Wishcycling in Code Review: When QA Theater Contaminates the Signal

A 0.5% contamination threshold rerouted 45% of global plastic waste overnight. Code review obeys the same math.

Published April 2026 · 11 min read

In January 2018, China set a number: 0.5 percent.

That was the maximum contamination rate it would accept in imported recyclables — the foreign matter, food residue, mixed plastics, and other non-target material allowed in any incoming bale. Half a percent. Down from a previous threshold near ten percent that, in practice, had been loosely enforced and routinely blown past.

The result of that single number, formalized as Operation National Sword, was immediate and global. China’s imports of waste plastic dropped 92 percent. Used paper imports fell 56 percent. Roughly 45 percent of the planet’s plastic-waste flows were rerouted overnight, scrambling toward Malaysia, Vietnam, Indonesia, Thailand, and Turkey — each of which subsequently set its own restrictions. The volume of waste hadn’t changed. The amount of actually recyclable material in any given bale hadn’t changed much either. What changed was the acceptable noise level.

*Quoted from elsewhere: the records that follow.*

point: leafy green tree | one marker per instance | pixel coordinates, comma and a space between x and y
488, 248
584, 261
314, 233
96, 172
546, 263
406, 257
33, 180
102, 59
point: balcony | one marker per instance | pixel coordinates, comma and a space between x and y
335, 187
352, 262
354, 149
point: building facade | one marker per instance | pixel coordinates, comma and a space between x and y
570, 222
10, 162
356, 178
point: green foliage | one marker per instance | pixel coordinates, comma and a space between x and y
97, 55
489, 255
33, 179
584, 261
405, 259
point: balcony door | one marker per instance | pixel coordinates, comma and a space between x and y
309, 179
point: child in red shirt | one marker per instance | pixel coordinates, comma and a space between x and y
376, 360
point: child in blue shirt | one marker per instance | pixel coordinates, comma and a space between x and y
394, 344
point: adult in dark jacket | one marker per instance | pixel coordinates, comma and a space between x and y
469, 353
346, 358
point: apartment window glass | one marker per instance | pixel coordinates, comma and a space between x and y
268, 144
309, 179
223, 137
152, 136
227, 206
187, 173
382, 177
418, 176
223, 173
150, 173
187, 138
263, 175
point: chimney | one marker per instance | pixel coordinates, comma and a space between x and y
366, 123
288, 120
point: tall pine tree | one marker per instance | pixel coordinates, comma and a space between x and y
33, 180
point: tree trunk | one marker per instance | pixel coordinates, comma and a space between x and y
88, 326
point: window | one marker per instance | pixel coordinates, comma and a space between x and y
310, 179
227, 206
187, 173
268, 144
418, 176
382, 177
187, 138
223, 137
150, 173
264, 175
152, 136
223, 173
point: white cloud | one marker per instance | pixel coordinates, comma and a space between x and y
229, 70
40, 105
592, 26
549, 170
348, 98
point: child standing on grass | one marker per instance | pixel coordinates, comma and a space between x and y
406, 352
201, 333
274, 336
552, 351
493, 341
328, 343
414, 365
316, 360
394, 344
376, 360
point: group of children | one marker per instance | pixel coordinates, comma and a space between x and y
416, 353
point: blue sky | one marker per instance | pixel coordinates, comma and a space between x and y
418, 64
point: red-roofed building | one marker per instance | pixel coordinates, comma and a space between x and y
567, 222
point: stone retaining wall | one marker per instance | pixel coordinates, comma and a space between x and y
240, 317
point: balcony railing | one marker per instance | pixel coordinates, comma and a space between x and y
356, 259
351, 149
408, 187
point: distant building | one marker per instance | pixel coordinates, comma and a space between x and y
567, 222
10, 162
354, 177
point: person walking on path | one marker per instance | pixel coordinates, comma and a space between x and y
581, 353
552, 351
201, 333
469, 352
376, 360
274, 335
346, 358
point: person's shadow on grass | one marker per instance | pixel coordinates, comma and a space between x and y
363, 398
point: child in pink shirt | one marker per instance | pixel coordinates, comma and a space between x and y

That shift exposed something the recycling industry had quietly known for decades. The label “recyclable” had drifted from a property of materials to a property of attention. Items entered the recycling stream because they looked like the kind of thing that should be recyclable, or because the person dropping them in wanted them to be. The technical name for that, in the discard-studies literature, is wishcycling — placing waste in a recycling bin in the hope that it might be recycled.

Wishcycling sounds like a charming individual mistake. It isn’t. It’s a systems failure built out of thousands of charming individual mistakes that together contaminate the entire stream. A coffee cup with a plastic lining looks like paper but isn’t. A greasy pizza box rots a paper bale. A loose battery, dropped in by someone who genuinely meant well, can ignite a sorting line — fires at Material Recovery Facilities cost between $2,600 and over $50 million each, and a 2024 nationwide survey published in Waste Management clocked U.S. MRF contamination rates between 1 and 39 percent, averaging under 20, rising with throughput. Past a threshold, the math inverts: the recyclable stream becomes more expensive to process than landfill.

Now consider a parallel.

A senior engineer on your team gets a pull request notification. They open it, scan the diff, see the author’s name — a colleague they trust, who has never shipped anything obviously broken — and type “LGTM.” Maybe with a thumbs-up. Maybe four minutes elapsed between notification and approval. Maybe none of that happened consciously; the engineer just wanted to clear the queue before standup.

Each instance is rationalizable. The author is competent. The change looks small. Tests pass. There are forty more PRs in the queue. Saying anything substantive would slow things down.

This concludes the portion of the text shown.